Exploratory data analysis on COVID-19 search queries

The team at Bing were generous enough to release search query data with COVID-19 intent. The files are broken down by country and state level granularity so we can understand how the world is coping with the pandemic through search.

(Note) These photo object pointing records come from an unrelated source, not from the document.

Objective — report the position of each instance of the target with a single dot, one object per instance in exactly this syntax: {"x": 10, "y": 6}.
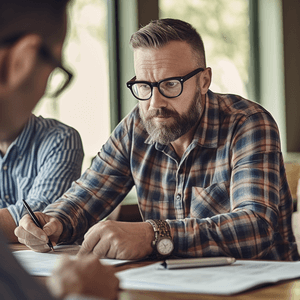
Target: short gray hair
{"x": 160, "y": 32}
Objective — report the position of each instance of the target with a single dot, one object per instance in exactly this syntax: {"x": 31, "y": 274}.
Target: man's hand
{"x": 120, "y": 240}
{"x": 36, "y": 238}
{"x": 84, "y": 276}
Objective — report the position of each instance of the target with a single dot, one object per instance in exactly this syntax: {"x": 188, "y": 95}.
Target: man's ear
{"x": 205, "y": 80}
{"x": 21, "y": 59}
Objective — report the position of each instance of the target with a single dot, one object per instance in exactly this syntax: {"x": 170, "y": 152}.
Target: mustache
{"x": 160, "y": 112}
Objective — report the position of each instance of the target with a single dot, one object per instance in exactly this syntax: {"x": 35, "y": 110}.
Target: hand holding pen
{"x": 36, "y": 221}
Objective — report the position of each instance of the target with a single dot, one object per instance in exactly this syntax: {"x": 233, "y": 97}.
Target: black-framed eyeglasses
{"x": 170, "y": 87}
{"x": 59, "y": 78}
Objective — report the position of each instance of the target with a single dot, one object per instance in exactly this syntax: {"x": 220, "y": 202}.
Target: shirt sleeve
{"x": 59, "y": 164}
{"x": 252, "y": 197}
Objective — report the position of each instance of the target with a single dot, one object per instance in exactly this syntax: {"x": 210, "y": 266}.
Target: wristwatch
{"x": 163, "y": 243}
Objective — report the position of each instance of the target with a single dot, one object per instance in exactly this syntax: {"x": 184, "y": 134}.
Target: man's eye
{"x": 143, "y": 87}
{"x": 170, "y": 84}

What follows is an exploratory analysis on how US Bing users are searching for COVID-19 (a.k.a. coronavirus) information.

tl;dr

COVID-19 search queries generally fall into five distinct categories:

1. Awareness
2. Consideration
3. Management
4. Unease
5. Advocacy (?)

About the data

Bing search logs
Desktop only
Date ranges: 2020-01-01 to 2020-04-30
Only searches that were issued many times by multiple users were included
Dataset includes queries from all over the world that had an intent related to the Coronavirus or Covid-19
In some cases this intent is explicit in the query itself, e.g. “Coronavirus updates Seattle” in other cases it is implicit , e.g. “Shelter in place”
Implicit intent of search queries (e.g. Toilet paper) were extracted by using random walks on the click graph approach
All personal data was removed

Download data

Here is a simple script I wrote to retrieve, parse and compile state level data into a CSV where we can execute it with the following #rstats command:

source("consolidate_bing_covid19_files.R")

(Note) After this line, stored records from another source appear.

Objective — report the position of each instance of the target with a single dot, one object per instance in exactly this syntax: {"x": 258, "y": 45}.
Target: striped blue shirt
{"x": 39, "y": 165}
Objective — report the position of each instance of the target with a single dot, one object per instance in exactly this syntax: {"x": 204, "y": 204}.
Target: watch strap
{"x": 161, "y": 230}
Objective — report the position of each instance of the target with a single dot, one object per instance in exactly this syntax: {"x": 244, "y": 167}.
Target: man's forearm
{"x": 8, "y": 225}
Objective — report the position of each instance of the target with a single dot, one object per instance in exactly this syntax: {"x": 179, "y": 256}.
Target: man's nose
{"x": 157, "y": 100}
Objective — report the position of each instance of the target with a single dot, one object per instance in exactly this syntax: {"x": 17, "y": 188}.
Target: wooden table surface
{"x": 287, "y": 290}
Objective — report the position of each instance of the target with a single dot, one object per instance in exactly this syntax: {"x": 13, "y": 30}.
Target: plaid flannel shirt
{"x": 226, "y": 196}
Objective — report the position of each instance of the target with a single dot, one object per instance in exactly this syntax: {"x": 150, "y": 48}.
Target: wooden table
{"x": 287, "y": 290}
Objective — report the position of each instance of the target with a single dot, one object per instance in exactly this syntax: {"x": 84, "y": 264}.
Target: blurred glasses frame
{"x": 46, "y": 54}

We can then read in the data and filter on searches based in the USA:

library(tidyverse)
library(lubridate)
library(scales)

covid_raw <- read_csv("coronavirus-queriesbystate.csv")

covid <- covid_raw %>% 
  filter(Country == 'United States') %>% 
  mutate(Month = floor_date(Date, "month"))

Data check

How many observations per month?

covid %>% 
  count(Month) %>% 
  kableExtra::kable("markdown")

Month	n
2020-01-01	17338
2020-02-01	51080
2020-03-01	436027
2020-04-01	384403

What about unique search queries per month?

covid %>% 
  group_by(Month) %>% 
  distinct(Query) %>% 
  count() %>% 
  ungroup() %>%   
  ggplot(aes(Month, n)) +
  geom_point() +
  geom_line() +
  scale_y_continuous(labels = comma_format()) +
  theme_minimal() +
  labs(x = NULL, y = NULL,
       title = "Count of unique COVID-19 search queries per month",
       caption = "by: @eeysirhc\nSource: Bing Coronavirus Query Set")

Distribution of popularity score?

covid %>% 
  ggplot() +
  geom_histogram(aes(PopularityScore, fill = IsImplicitIntent), color = 'white') +
  scale_y_continuous(labels = comma_format()) +
  theme_minimal() +
  theme(legend.position = 'top') +
  labs(x = "Popularity Score", y = NULL,
       title = "Distribution of COVID-19 search queries by Bing's popularity score",
       caption = "by: @eeysirhc\nSource: Bing Coronavirus Query Set")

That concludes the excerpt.